The question was whether he wanted to move to Austin, Texas.
Speaking with us roughly a decade after making that move with a series of credits to his name including some of the most used VR games of all time, Eiche said he called into our stream this week from a guest room in his home equipped with a bed that can fold up in case he needs space for VR.
"I got accused of never being offline," Eiche says. "Work is one thumb tap away."
Eiche's hour and a half conversation with us amounted to a kind of "career retrospective" looking back at a decade in VR development, following our first such broadcast with Darknet and Ironstrike creator E McNeill.
Playgrounds For Roleplay
The stream started with Don Hopper in the background playing single-player games Job Simulator, Vacation Simulator, and Cosmonious High, as I talked with Eiche from the UploadVR Studios. By the end of the show the three of us were gathered around the campfire in Dimensional Double Shift as Eiche shared with us a clever strategy when you're low on time and have too much work to do in VR.
Lighting your own simulated digits on fire quickly cooks held items.
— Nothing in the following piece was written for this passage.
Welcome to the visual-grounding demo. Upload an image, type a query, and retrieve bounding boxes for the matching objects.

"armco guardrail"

Humor that players make for themselves is the most potent kind of joke in their VR games, Eiche suggested over our play session. As Don played the games and Eiche shared anecdotes, like the rat exterminator who came to Owlchemy's office and suggested they should have been making League of Legends, we started to understand what changed about game mechanics and roleplay across each of the titles.
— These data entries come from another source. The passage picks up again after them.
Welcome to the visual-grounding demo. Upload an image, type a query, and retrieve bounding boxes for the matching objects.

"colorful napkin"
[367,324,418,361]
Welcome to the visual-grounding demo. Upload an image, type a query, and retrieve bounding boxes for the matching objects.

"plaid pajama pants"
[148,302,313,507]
Eiche's conversation with UploadVR comes during a turbulent time for the VR and gaming markets. He spoke on the record with UploadVR recently for our article covering Meta's evolution "From Quest To Horizon", so during this time with Eiche we focused on the games at hand instead of that broader conversation.
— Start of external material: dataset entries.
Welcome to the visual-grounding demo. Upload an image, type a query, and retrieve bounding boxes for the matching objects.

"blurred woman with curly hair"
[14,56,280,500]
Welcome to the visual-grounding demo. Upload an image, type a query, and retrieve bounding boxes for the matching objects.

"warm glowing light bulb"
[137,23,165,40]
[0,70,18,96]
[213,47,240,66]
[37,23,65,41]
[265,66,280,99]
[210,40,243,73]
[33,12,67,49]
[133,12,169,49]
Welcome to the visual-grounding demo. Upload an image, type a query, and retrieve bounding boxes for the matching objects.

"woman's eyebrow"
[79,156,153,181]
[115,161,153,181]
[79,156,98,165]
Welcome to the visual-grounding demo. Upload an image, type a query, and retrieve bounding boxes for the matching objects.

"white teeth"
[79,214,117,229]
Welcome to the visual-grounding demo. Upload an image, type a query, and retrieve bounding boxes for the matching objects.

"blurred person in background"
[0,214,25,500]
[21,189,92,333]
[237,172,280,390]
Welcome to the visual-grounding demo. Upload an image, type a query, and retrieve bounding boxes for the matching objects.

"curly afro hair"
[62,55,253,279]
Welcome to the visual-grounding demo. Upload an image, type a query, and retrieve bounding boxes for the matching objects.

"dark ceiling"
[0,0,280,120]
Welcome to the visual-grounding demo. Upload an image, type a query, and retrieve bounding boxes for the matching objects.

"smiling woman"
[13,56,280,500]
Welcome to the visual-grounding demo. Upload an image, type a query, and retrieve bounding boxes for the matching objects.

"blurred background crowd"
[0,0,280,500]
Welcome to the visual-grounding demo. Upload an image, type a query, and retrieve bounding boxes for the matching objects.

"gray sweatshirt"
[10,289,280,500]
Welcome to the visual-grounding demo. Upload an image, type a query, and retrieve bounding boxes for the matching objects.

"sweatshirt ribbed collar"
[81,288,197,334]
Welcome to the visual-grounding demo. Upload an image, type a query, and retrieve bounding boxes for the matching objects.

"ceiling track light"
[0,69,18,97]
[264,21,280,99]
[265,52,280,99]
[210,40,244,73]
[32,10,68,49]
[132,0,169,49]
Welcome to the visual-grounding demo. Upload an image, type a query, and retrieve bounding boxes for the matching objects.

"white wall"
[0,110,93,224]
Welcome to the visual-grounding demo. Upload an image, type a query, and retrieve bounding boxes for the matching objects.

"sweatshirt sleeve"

Still, you can see us begin to touch on the subject at various points. We talk about Horizon Worlds' reliance on controllers and mobile input, for instance.
Overall, the stream shows us how Google's key investment in hand interactions from 2017 delivers us in 2025 a path forward for VR that relies only on your hands for a safe social playground online.
I ended the conversation asking Andrew to speak with us about the future of VR as a medium. While we encourage you to check out the whole stream for a look at a path through 10 years of VR development, I thought it worth clipping that out for us to reflect on.
"What you're really going to see happen is, when you can combine the experiences that keep you engaged in the immersive, that's when the magic's going to happen because the converse of immersive is every time I have to look at my phone or my watch, we've also failed, right? So how can I have these fully immersive spaces and continue to engage with my two dimensional workflows without missing a beat in these spaces? That's the entryway to mass market. That's where this whole thing goes. As people go, wow, I'm experiencing one of the really cool immersive films that are out there, or I'm doing Puzzling Places, right? And I get a message in Puzzling Places or Walkabout. I get a message, right? Those games are kind of in the zone games. And you go, oh, I have to answer this Slack message. Right now, I have to take off my headset and look at my phone...but if I could just pop up Slack, answer it, close it, the game doesn't even exit, and I'm off and running. That's incredible."
"And then you know what's gonna happen? I'm going to exit Walkabout later on and go, well, I'm already in my headset. And I already know how to use Slack in my headset. Why not just keep using it? That's how the iPad worked. That's how the watch stuff worked. That's how the phone worked. That's the playbook. That's where the future is. And I think we're close to it. And the real question looking forward is, can we create a space for the 2D content to exist within the immersive without becoming so obsessed with the 2D content that we forget what made this platform so special?"